The bleeding time should never be performed before the result of a platelet count is known and should not be performed if the platelet count is reduced. Aspirin and NSAID use in the previous week should be excluded prior to performing the test.


The bleeding time is subject to many technical and physiological variables. The modified Ivy technique must be performed by experienced laboratory staff.
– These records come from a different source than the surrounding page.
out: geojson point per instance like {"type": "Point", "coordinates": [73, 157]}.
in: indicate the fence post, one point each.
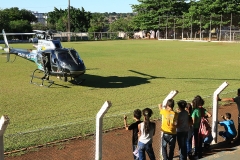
{"type": "Point", "coordinates": [99, 120]}
{"type": "Point", "coordinates": [215, 111]}
{"type": "Point", "coordinates": [3, 125]}
{"type": "Point", "coordinates": [169, 96]}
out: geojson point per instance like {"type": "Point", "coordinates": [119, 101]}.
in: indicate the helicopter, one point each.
{"type": "Point", "coordinates": [62, 62]}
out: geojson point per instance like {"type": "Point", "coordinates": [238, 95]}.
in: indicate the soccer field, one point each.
{"type": "Point", "coordinates": [129, 73]}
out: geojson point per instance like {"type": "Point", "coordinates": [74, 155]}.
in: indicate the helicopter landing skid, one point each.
{"type": "Point", "coordinates": [42, 80]}
{"type": "Point", "coordinates": [77, 81]}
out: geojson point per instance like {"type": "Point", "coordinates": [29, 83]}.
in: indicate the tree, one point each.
{"type": "Point", "coordinates": [152, 13]}
{"type": "Point", "coordinates": [79, 19]}
{"type": "Point", "coordinates": [97, 23]}
{"type": "Point", "coordinates": [15, 20]}
{"type": "Point", "coordinates": [21, 26]}
{"type": "Point", "coordinates": [122, 24]}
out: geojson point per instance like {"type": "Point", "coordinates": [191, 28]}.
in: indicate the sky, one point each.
{"type": "Point", "coordinates": [44, 6]}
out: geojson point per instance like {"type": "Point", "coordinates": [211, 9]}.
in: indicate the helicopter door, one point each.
{"type": "Point", "coordinates": [54, 62]}
{"type": "Point", "coordinates": [48, 64]}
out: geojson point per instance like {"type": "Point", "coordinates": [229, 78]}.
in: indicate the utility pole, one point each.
{"type": "Point", "coordinates": [69, 30]}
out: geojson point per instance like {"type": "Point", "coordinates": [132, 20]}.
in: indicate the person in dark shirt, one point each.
{"type": "Point", "coordinates": [46, 66]}
{"type": "Point", "coordinates": [237, 101]}
{"type": "Point", "coordinates": [137, 113]}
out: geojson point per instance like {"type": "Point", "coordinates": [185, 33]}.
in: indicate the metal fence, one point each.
{"type": "Point", "coordinates": [116, 140]}
{"type": "Point", "coordinates": [214, 27]}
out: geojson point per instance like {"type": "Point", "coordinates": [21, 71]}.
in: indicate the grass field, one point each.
{"type": "Point", "coordinates": [131, 74]}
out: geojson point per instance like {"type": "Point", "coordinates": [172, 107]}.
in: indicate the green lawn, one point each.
{"type": "Point", "coordinates": [130, 73]}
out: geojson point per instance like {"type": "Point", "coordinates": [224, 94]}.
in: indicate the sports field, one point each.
{"type": "Point", "coordinates": [131, 74]}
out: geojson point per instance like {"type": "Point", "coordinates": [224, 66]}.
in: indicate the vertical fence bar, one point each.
{"type": "Point", "coordinates": [3, 126]}
{"type": "Point", "coordinates": [215, 111]}
{"type": "Point", "coordinates": [99, 126]}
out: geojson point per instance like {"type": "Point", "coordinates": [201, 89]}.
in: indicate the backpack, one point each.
{"type": "Point", "coordinates": [205, 128]}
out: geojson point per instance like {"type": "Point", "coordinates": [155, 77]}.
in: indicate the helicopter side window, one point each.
{"type": "Point", "coordinates": [54, 58]}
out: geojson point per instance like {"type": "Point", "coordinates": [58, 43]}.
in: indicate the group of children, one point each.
{"type": "Point", "coordinates": [181, 126]}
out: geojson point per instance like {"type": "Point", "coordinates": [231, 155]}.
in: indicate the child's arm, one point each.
{"type": "Point", "coordinates": [223, 117]}
{"type": "Point", "coordinates": [125, 122]}
{"type": "Point", "coordinates": [160, 107]}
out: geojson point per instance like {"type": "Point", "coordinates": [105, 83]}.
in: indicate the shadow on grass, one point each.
{"type": "Point", "coordinates": [116, 81]}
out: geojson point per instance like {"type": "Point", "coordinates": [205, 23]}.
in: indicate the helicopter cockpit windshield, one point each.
{"type": "Point", "coordinates": [69, 55]}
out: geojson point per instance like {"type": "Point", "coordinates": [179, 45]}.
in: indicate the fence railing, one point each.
{"type": "Point", "coordinates": [86, 129]}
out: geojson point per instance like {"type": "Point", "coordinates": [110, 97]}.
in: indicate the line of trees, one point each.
{"type": "Point", "coordinates": [147, 15]}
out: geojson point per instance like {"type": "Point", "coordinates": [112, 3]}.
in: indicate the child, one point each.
{"type": "Point", "coordinates": [169, 123]}
{"type": "Point", "coordinates": [190, 131]}
{"type": "Point", "coordinates": [134, 127]}
{"type": "Point", "coordinates": [146, 133]}
{"type": "Point", "coordinates": [230, 130]}
{"type": "Point", "coordinates": [182, 129]}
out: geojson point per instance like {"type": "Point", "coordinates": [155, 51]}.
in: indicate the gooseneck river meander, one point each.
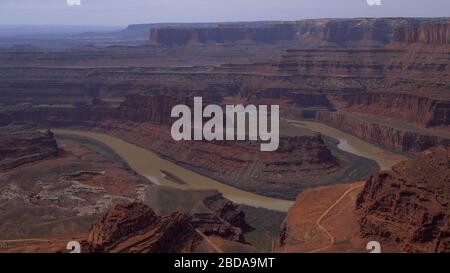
{"type": "Point", "coordinates": [150, 165]}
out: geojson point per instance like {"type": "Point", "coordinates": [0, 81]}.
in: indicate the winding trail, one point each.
{"type": "Point", "coordinates": [326, 212]}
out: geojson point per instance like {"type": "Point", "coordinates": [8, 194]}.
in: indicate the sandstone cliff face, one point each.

A sphygmomanometer cuff is inflated to 40 mmHg; a paediatric cuff must be used when testing children. Standardised superficial incisions are made in the skin of the volar aspect of the forearm, usually with a commercial, disposable device. The time when bleeding ceases is reported. The Duke (lancet stab to ear lobe) and Ivy (lancet stabs to forearm) techniques are obsolete.

Reference Interval

Modified Ivy: <9 minutes.

Consult pathologist.


The bleeding time should not be used as a 'screening test' for inherited or acquired bleeding disorders as it has very low sensitivity and specificity.

Although it may be abnormal in von Willebrand’s disease, inherited disorders of platelet function, uraemia, myeloproliferative disorders and after aspirin and NSAID use, its ability to predict surgical bleeding and/or the need for therapeutic cover in these situations is very limited.

Bleeding time can also be prolonged after ingestion of some foods, eg, garlic.


Variably prolonged in moderate to severe von Willebrand's disease, inherited and acquired disorders of platelet function.

May be prolonged in some collagen disorders (eg, Ehlers Danlos syndrome). Artefactual prolongation is common, particularly due to technical variables.

A normal result does not exclude a clinically significant abnormality.

Interpretation is particularly difficult in children.


Coller BS. In: Colman RW et al, eds. Hemostasis and Thrombosis. Lippincott 1987.

Lind SE. Blood 1991; 77: 2547-2552.

Harrison P et al. Clin Lab Haem 2002; 24: 225-232.